Especially considering the very stressful situation most teachers find themselves in today, it is so easy for a teacher to berate him or herself, or to attack students for being this or that. When you attack yourself, you become more rigid, less adaptive and perceptive. When you attack or distance yourself from students, your relationship is distorted. You can’t teach a subject or person you reject and won’t look at. If you want to teach about racism, you must first know how it works and look at it directly, in yourself, in the society around you. If you want to fight hate, you must first locate it in yourself and study how it works. Only by looking at it can you see it and bring it to an end. You can’t teach a student if you blame her for not learning from you. You can’t teach a student if you blame yourself for his not-learning. Blame is separation. It is closing the door
To teach how to learn, model how to treat life as an opportunity to learn. When something comes up in the classroom, notice, breathe, consider (nbc); notice what you’re feeling, take a few breaths, and then consider what the student’s actions are saying and what would be an appropriate response. You must first hold the person and your image of him or her carefully in your heart and mind in order to feel out where you can meet. By holding, you care; you are open. This is the first step. You might go home and, in a quiet moment, close your eyes and allow thoughts and images of the student to come up for you. Ask yourself: what exactly did she or he say? How was she standing or sitting? What might he be feeling or thinking? What was behind the behavior? Let go of sitting in judgment; instead, just sit with the student in mind. Then study how the student learns or approaches learning in your classroom and create the best lesson you can within the limits of your teaching situation.

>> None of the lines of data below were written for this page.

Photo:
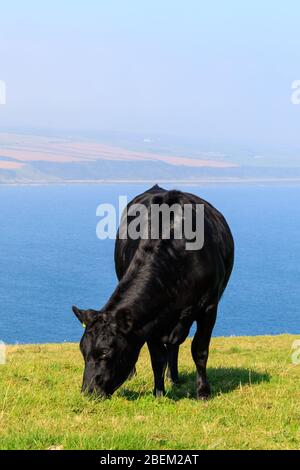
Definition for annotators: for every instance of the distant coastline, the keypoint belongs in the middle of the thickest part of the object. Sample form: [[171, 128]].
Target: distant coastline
[[155, 181]]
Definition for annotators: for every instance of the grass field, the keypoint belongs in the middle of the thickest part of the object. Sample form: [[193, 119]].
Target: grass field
[[255, 403]]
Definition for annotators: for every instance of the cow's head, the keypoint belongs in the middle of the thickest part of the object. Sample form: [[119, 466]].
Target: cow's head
[[109, 349]]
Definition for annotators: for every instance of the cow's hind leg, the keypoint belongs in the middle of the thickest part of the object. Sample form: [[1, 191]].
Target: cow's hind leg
[[172, 372], [159, 357], [200, 348]]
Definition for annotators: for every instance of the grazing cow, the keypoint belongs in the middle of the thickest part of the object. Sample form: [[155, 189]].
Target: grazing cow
[[163, 288]]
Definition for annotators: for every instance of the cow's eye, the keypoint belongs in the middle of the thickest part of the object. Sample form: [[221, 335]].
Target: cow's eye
[[104, 355]]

And you don’t do this one or ten times. All of us have been “carefully taught” to objectify and blame. Learning to stop the blame game and be empathetic, to hear and feel what you and your students say and experience, being kind to yourself and your students, requires constant care. When you hear or feel the blame arising within you, this isn’t a message telling you how to act; it is a message telling you to open up more deeply. When you hear yourself saying, “such behavior should not occur in a classroom,” this is the moment you recognize what is going on so you can stop it. You can find the best way you can in that moment to learn from it and respond appropriately.
In a classroom discussion, I remember one student saying that he couldn’t be open to whatever came up in his mind. “What if I was facing evil? How could I be open to evil? I want to fight evil, not feel it.” But to identify as a fighter of evil, you need to keep evil alive. It is difficult to face what hurts. But it’s even more difficult to let go of what is unseen.

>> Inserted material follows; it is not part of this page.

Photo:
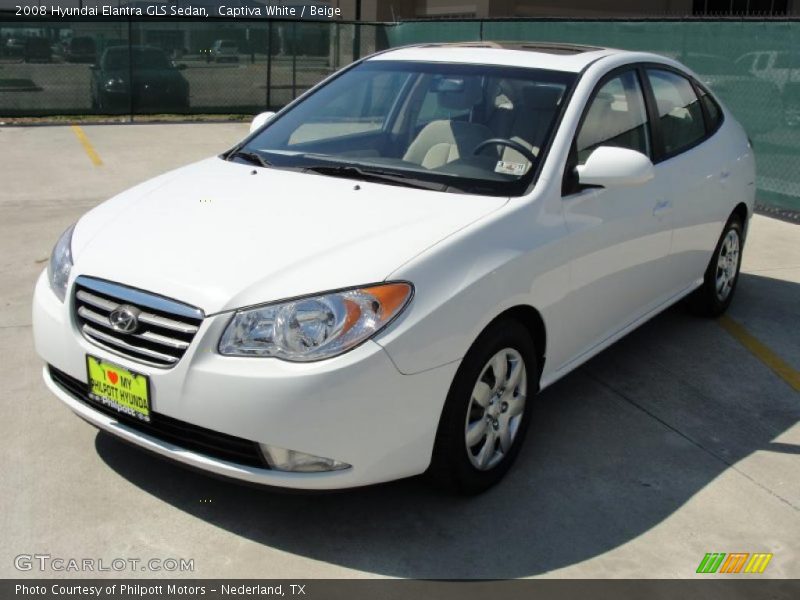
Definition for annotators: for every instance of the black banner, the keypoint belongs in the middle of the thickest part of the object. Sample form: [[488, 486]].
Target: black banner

Teaching is most satisfying for me when I am not fighting myself and am able to think of whatever occurs as simply my life, teaching as one aspect of living. Writing blogs analyzing attacks on education or how to improve my teaching is not interfering with my life; it is living my life. Responding to a student in pain can be painful, but it is why I became a teacher. It is an opportunity not only to help others and do something constructive, but to strengthen myself, to strengthen my ability to live fully and with feeling. And that is truly gratifying.